信頼関係の確立



 第二次近衛内閣はいよいよ成立を見た。近衛公はいはゆる新政治体制の中心人物として輿望を担ふ人である。新内閣の出現は新体制への前進を意味するものとして歓迎すべきことである。
 新政治体制はもちろん新内閣の組織をもつて終るものではない。それとこれとを混同してはならぬ。新内閣の成立は新体制への一段階でしかない。それは重要な一段階であるにしても、要するに一段階に過ぎぬといふことを忘れてばならぬ。新政治体制は、新しい政府、新しい政党、新しい国民組織といふ三つのものを包括し、その三位一体の上に初めて完成する。それら三つのものを互ひに混同することなく区別すると共にそれらを有機的聯関において把握することが肝要である。
 新内閣に対しては多くの希望が寄せられてゐる。ここで私も一つ希望を述べることが許されるならば、私は特に政治における信頼関係の確立を挙げたいと思ふ。
 新しい国民道徳の樹立は新政治体制の重要な任務の一つである。国民心理の問題といひ、新経済倫理の問題といひ、国民性の改造の問題いふものは、総てこれに関聯してゐる。然るにかやうな新しい道徳は政治における信頼関係を基礎として成立する。信頼関係なしには如何なる真の道徳もあり得ないであらう。

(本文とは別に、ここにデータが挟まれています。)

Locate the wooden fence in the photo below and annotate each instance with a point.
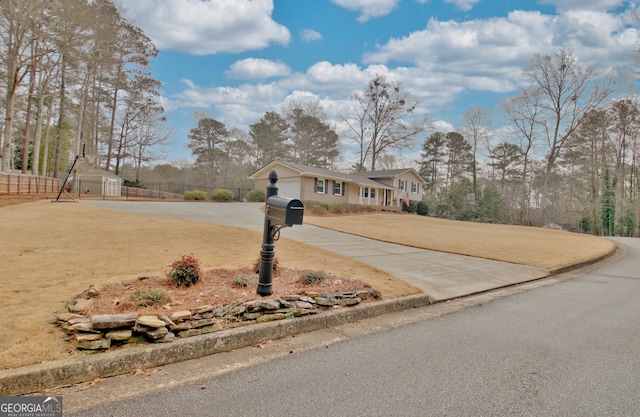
(16, 184)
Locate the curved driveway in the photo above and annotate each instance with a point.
(440, 275)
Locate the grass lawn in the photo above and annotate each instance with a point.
(55, 251)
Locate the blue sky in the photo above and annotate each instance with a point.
(237, 59)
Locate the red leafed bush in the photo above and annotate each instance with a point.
(185, 271)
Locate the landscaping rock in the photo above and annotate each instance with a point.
(158, 333)
(119, 335)
(101, 331)
(150, 321)
(99, 344)
(87, 337)
(180, 316)
(113, 321)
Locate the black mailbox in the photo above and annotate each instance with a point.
(284, 211)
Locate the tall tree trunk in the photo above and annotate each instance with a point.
(61, 120)
(27, 123)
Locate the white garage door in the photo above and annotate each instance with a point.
(289, 188)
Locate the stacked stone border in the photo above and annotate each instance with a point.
(103, 331)
(36, 378)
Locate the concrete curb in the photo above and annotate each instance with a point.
(36, 378)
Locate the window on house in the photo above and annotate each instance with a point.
(337, 188)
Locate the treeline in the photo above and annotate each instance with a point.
(225, 157)
(75, 72)
(567, 155)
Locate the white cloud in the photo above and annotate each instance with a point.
(439, 63)
(257, 69)
(310, 35)
(368, 8)
(207, 27)
(599, 5)
(464, 5)
(490, 54)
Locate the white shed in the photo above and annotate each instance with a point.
(99, 182)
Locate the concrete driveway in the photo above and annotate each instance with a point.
(440, 275)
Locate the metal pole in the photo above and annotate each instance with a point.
(267, 253)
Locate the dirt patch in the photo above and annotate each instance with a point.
(216, 287)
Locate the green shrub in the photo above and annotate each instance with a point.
(149, 297)
(195, 195)
(185, 271)
(255, 196)
(422, 208)
(256, 265)
(243, 281)
(313, 277)
(221, 194)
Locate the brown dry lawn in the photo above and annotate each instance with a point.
(532, 246)
(53, 251)
(56, 250)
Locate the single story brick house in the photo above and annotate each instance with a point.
(389, 188)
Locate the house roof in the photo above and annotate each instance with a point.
(393, 173)
(367, 178)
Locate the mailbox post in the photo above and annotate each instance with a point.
(279, 212)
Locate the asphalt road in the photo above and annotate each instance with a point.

 政治に対する国民の信頼の欠乏は従来しばしば指摘されてきた。買ひ溜め、売り惜み、闇取引等の原因もそこにあるといはれてゐる。この際輿望を担うて起つた近衛公を首班とする新内閣に期待したいものは、何よりも政治に対する国民の信頼の回復であり、増進である。そのために必要なことが責任ある政治を行ふことであるのは、常に論じられてきた通りである。
 しかし信頼は相互的であるのを考へることが大切である。それは政府に対する国民の信頼であると共に、国民に対する政府の信頼でなければならぬ。そしてこの国民に対する信頼の欠乏もまた従来しばしば指摘されてきた事である。国民を愛し国民を信ずることによつて、国民を道徳的にする事ができる。人間は誰でも、他から信頼されてゐると思ふ時、道徳的に行為する責任を感じるものである。いはゆる官僚統制の弊をなくするためには、先づ国民を信頼しなければならぬ。国民を信頼することによつて初めて国民の協力を期待することもできる。
 新しい政治体制とはかくの如き信頼関係の表現であるものをいふのである。